In an effort to connect this humble family rite with the larger framework of indigenous sacred ceremony which Wall Kimmerer learned as an adult, she asked her father how the coffee rite started. Was it the vestige of a tradition that hadn’t been suppressed by Indian boarding school? Her father said no. He just started doing it. Originally, he simply wanted to clear the plug of grounds that collects in the spout of a well-perked pot of camp coffee. But then the behavior took on its own life. It became something sacred, important, necessary for the start of a new day. “There weren’t always grounds to clear,” he said, but pouring the first coffee on the ground and dedicating it with a prayer became a way to say thanks, a mark of respect and gratitude for the day. By joining the seemingly mundane to a ritual, he caused the world to shimmer with sacredness.

One interpretation of the word “sacred” is set apart, particularly blessed, holier-than-thou.

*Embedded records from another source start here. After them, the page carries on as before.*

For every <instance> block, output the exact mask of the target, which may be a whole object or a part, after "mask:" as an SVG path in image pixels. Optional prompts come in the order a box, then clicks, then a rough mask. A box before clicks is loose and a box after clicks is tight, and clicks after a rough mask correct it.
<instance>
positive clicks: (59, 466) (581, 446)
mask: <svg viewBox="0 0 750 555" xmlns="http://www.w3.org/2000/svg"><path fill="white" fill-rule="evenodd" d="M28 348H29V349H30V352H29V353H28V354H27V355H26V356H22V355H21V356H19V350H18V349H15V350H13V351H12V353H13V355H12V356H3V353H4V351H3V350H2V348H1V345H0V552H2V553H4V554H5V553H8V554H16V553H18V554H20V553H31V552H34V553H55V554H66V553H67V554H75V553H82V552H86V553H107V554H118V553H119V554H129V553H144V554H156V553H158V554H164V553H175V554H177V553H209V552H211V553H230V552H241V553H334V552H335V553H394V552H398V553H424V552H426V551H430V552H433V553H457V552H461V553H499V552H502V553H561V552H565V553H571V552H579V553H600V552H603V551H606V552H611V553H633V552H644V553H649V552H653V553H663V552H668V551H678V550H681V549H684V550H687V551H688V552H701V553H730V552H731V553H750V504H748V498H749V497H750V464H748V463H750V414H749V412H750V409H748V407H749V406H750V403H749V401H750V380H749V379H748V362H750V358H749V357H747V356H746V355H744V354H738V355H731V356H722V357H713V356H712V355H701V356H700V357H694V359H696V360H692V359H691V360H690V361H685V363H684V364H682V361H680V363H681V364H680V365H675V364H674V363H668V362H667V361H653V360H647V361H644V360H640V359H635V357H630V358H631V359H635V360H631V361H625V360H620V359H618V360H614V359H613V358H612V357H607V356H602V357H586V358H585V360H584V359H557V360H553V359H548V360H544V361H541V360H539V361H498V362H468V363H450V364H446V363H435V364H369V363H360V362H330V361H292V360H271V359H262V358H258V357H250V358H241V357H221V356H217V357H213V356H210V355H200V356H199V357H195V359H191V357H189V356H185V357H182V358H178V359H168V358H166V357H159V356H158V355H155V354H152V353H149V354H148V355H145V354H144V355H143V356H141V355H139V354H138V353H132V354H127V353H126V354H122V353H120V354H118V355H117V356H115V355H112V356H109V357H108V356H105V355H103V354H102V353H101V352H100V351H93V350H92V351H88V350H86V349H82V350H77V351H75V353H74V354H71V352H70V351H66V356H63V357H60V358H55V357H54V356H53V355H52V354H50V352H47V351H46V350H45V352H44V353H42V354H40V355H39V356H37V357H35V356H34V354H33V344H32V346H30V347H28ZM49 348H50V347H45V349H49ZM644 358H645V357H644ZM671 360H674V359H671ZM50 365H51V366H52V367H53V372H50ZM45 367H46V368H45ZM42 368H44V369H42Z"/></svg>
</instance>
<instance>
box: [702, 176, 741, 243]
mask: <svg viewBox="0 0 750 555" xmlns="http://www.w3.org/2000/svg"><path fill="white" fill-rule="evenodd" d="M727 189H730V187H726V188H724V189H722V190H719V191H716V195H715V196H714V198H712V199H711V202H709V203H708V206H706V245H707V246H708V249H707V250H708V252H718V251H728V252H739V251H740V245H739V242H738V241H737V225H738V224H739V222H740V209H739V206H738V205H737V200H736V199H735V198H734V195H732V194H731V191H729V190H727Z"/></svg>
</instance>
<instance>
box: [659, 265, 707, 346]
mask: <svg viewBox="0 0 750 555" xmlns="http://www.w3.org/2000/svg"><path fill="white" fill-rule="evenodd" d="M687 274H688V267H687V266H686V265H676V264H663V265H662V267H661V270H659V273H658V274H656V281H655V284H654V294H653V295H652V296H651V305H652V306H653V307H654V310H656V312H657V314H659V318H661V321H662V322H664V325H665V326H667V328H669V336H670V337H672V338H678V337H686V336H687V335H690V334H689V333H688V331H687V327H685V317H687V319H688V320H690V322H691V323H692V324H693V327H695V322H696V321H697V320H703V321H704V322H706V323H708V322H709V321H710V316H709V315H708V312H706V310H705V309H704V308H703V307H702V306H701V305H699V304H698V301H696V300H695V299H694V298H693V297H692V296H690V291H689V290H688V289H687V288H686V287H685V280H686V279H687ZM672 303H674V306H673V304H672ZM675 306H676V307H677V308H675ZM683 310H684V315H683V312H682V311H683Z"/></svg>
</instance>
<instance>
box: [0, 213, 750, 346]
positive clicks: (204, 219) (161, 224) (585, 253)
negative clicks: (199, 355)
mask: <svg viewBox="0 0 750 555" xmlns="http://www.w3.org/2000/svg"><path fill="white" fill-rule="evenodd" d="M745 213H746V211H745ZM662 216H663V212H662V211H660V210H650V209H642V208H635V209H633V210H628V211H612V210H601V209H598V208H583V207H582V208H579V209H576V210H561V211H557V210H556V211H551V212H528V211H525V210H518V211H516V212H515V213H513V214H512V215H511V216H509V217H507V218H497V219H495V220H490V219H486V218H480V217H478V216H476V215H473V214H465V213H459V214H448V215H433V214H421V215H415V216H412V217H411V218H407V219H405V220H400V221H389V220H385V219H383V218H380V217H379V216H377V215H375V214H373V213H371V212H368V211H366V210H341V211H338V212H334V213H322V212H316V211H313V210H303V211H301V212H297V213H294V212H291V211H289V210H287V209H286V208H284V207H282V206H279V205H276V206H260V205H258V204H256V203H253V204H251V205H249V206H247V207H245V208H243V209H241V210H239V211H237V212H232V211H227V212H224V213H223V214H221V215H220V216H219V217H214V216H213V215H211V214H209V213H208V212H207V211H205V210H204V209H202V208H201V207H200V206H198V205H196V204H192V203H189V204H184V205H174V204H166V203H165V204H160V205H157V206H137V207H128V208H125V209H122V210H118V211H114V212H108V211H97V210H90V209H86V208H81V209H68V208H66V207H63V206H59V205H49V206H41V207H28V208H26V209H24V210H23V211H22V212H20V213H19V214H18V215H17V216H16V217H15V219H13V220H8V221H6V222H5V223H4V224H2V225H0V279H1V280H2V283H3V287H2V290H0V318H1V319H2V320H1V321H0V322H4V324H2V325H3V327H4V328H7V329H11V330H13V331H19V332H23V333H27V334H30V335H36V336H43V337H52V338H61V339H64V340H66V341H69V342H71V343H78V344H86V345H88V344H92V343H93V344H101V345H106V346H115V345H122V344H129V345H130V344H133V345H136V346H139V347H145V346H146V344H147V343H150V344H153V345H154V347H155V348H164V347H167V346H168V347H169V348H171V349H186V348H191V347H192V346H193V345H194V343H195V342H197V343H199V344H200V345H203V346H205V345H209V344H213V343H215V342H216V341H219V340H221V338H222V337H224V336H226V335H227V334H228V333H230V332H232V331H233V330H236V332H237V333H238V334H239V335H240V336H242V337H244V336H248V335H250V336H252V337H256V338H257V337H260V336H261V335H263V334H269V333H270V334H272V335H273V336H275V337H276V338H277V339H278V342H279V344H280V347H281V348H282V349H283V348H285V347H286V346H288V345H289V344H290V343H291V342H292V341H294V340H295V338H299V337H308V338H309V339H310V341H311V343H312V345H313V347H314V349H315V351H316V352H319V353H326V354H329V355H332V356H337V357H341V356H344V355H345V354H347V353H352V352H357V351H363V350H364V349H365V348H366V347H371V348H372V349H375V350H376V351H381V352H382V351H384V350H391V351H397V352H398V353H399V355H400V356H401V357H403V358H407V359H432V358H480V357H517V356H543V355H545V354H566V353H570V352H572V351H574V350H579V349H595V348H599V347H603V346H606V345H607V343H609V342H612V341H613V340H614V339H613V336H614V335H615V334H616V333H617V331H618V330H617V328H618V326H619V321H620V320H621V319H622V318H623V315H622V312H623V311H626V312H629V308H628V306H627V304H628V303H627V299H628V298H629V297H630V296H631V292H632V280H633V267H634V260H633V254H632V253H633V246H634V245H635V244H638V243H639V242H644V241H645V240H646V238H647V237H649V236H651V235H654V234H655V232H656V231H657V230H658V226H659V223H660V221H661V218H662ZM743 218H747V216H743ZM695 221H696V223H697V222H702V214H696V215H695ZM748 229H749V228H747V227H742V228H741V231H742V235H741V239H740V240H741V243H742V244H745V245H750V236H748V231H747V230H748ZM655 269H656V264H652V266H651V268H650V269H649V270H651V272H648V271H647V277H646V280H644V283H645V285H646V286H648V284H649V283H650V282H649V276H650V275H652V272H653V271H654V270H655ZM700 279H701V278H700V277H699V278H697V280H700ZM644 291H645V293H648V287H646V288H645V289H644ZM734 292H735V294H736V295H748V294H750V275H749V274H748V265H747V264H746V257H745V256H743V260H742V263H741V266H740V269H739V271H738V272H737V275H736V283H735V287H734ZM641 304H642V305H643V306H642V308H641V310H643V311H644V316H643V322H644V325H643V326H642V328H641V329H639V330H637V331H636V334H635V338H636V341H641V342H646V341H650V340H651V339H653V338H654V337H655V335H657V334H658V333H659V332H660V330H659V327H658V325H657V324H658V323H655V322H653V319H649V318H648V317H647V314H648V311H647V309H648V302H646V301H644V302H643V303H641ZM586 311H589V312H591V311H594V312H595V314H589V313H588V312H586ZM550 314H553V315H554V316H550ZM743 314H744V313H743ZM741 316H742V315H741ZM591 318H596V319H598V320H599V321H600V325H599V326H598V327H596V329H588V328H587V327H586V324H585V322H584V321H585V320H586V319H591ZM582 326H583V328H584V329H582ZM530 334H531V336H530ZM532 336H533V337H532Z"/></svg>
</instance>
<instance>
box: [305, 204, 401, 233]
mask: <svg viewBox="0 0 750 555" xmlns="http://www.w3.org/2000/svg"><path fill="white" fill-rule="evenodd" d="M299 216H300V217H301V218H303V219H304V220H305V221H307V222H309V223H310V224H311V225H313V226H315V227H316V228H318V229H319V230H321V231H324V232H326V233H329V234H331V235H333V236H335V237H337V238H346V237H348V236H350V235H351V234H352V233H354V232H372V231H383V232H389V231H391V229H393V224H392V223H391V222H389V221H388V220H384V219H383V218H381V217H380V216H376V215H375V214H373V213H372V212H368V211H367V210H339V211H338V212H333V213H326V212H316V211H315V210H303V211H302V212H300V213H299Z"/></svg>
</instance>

As a kid, I sometimes wondered if this meant that a rosary was more sacred than a rose. But as I grew up, I came to understand that “sacred” really means that something or someone is dedicated—belongs to—the Holy. This isn’t limited to ritual vessels, certain words, specific postures: they’re not the whole show. The whole show is everything. My understanding is that the physical world bodies forth and reflects the Holy in its every atom, in its every relationship. It’s all sacred. We simply have to notice.

From time immemorial, humans have created rituals in order to help ourselves pay attention to this overwhelming glory of daily reality. Now—as seasons go out of whack, as wildfires rage and mudslides tear the mountains away—now is the time for us to notice. Now is the time to stitch this world together with rites, with ceremonies, with marks of respect and gratitude. No, it won’t change the fact that climate change is thoroughly upon us, that humans are all a little crazy right now. But a simple ritual can enable us to see the shimmering reality underneath and throughout the seeming mess: Sacred. Beautiful. Gift. And when we see that sacredness, we’re more likely to figure out how to love it.